ISLAMABAD: Ahead of the new elected government, the Commerce Division and Customs Department are working on various proposals to curtail the rising import bill of the country, an official told Dawn.
The Commerce Division is working on an exercise to identify certain tariff lines that will be proposed to the incoming government for imposing quantitative restrictions on its imports.
The division is doing the exercise as part of the 100-day plan for the newly elected government.
Under the proposed plan, the ministry — headed by Secretary Younus Dagha — is also suggesting to either restrict imports of certain luxury items or ban them altogether. However, this plan is being discussed by the bureaucracy.
The final nod will be given by the PTI-led government when it forms government next week. It will then be decided whether to opt this proposal or come up with some alternative. However, it is not clear if these measures will reap dividends or not. But the official believes such drastic measures will negatively impact the industrial sector of the country.
At the same time, the division is negotiating preferential agreements with several countries to encourage imports from them while in return seek market access for Pakistani products. No official response was received from the Commerce Division till the filing of this story regarding them.
The import bill reached record $60.86bn in 2017-18 from $52.9bn in the previous year, reflecting an increase of 15 per cent.
Last year, the Commerce Division also took several measures such as proposing regulatory duties as well as qualitative restriction to control the import flows.
Yet the country’s trade deficit reached a historic $37.6bn in 2017-18 from $32.5bn in the previous year.
On the other hand, the Customs Department of Federal Board of Revenue is also working on a proposal to further impose regulatory duties on luxury and non-essential items.

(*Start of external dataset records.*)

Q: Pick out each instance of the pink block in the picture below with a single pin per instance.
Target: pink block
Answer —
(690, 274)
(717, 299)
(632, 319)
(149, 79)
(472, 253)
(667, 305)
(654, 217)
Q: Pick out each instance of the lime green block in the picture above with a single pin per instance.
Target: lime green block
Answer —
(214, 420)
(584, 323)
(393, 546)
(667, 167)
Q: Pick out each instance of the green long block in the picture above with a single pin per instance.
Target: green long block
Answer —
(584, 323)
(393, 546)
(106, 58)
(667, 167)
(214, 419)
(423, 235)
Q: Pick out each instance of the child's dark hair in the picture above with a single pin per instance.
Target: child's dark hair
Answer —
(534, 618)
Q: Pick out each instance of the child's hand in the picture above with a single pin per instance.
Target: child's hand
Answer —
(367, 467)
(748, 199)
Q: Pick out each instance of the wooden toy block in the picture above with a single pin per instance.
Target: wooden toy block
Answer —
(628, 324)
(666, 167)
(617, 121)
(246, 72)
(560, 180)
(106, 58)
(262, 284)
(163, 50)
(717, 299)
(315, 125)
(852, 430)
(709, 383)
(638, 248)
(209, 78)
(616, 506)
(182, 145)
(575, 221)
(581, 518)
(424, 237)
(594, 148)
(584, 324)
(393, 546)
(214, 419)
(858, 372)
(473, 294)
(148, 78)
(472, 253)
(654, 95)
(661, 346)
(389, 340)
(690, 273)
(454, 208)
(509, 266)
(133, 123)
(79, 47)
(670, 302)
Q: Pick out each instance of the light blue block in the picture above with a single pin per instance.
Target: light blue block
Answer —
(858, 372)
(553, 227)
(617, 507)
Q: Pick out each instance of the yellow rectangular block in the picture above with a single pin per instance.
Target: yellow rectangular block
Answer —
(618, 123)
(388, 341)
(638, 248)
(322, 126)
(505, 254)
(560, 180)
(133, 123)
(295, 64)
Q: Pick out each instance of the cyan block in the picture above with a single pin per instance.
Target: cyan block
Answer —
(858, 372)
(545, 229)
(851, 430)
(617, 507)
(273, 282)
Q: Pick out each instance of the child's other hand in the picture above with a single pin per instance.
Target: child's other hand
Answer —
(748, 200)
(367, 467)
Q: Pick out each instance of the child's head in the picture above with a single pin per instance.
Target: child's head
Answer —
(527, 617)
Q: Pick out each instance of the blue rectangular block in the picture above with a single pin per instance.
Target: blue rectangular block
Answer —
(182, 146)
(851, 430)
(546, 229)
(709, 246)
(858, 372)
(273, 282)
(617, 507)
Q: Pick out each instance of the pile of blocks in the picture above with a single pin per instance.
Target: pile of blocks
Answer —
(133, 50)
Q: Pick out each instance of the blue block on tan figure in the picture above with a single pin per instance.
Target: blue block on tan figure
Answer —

This proposal will be discussed with the new government, an official in the bureau told Dawn.
The Customs Department is also a beneficiary of this measure because it helps the department pocket extra revenue.

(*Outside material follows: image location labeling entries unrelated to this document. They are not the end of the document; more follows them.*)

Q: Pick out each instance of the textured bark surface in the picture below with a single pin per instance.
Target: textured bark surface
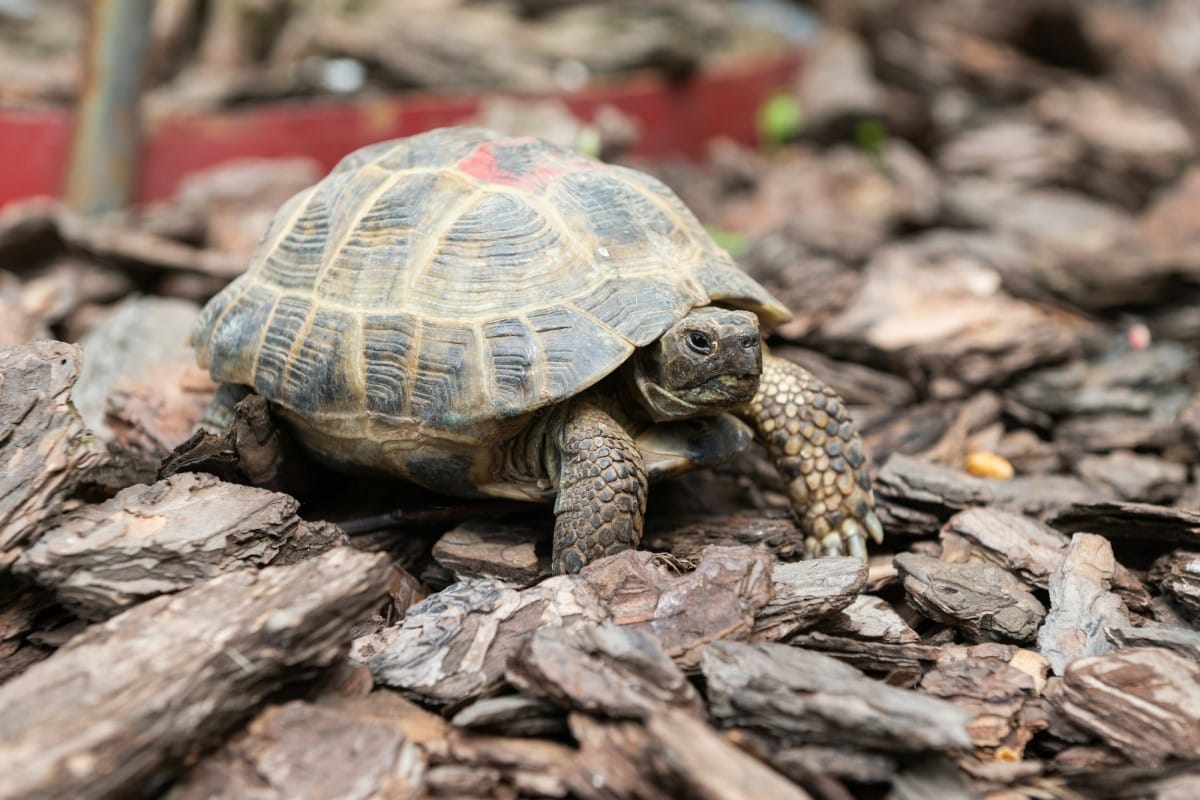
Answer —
(43, 443)
(605, 671)
(141, 690)
(1145, 702)
(1081, 603)
(805, 593)
(153, 540)
(982, 600)
(798, 695)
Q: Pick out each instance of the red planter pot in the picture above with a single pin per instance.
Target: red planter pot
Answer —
(675, 116)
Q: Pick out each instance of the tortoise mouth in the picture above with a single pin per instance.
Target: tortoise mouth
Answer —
(725, 390)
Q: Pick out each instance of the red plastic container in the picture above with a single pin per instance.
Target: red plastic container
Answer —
(675, 116)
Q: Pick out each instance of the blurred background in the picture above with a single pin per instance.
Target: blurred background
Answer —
(983, 215)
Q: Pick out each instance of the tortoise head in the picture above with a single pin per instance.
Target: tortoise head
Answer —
(706, 364)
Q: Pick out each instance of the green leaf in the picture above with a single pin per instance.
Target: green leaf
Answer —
(780, 119)
(733, 242)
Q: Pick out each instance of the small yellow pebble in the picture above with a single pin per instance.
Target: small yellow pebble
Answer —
(988, 464)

But a senior official of the department said that apparently the move will help curtail imports. “We are analysing the impact of regulatory duty on import flows as well,” the officer said.
The government imposed regulatory duty on 1,500 tariff lines last year, of which imports of 700 lines dropped in the outgoing fiscal year, said the official. As a result, the customs revenue of Rs13bn dropped from these lines in 2017-18.

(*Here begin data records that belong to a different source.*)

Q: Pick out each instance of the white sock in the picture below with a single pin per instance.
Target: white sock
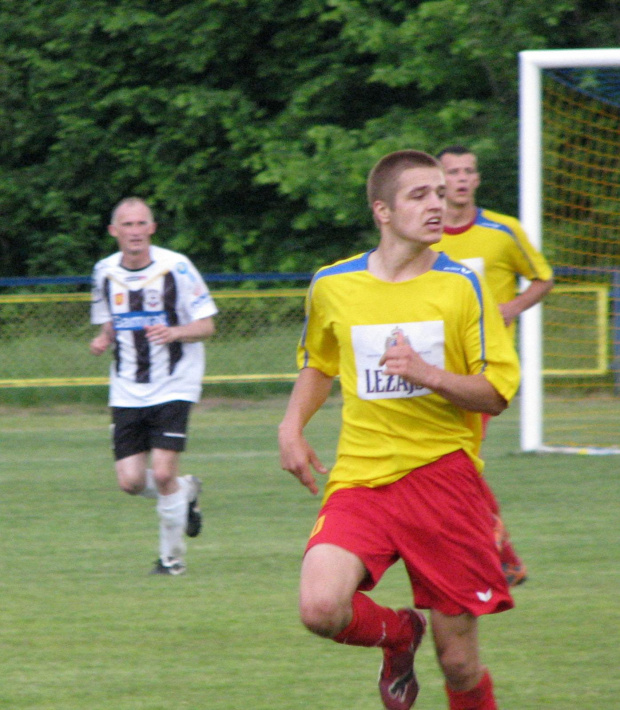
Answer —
(172, 511)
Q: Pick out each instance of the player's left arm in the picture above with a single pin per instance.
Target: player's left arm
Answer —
(471, 392)
(532, 295)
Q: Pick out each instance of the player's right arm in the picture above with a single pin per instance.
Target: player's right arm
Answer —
(310, 391)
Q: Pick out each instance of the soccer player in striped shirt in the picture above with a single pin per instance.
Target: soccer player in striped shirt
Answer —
(154, 310)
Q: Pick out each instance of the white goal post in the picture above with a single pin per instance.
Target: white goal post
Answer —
(531, 64)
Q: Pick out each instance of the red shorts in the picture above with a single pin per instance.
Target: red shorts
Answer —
(437, 520)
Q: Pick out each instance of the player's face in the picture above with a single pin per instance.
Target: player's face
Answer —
(462, 178)
(133, 227)
(418, 208)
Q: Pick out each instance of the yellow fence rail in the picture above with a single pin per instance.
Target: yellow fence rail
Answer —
(44, 339)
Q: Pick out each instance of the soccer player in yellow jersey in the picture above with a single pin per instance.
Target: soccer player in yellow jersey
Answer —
(495, 246)
(421, 350)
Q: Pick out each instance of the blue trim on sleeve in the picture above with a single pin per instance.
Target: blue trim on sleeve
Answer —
(355, 263)
(482, 221)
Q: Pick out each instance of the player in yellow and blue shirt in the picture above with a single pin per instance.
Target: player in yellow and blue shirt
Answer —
(421, 350)
(492, 244)
(495, 246)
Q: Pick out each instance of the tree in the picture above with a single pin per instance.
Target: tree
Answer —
(249, 125)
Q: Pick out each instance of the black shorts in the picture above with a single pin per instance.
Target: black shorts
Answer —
(139, 429)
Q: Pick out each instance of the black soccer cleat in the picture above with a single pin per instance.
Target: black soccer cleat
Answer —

The overall growth in imports was 30pc in the early months of last year but slowed down to 19pc following the imposition of regulatory duties, the official said. The dutiable imports grew 13pc, while duty-free items rose 37 times during the outgoing fiscal year.
Last year, the State Bank of Pakistan had also announced 100pc cash margin restrictions on the import of 131 items to discourage import of non-essential items.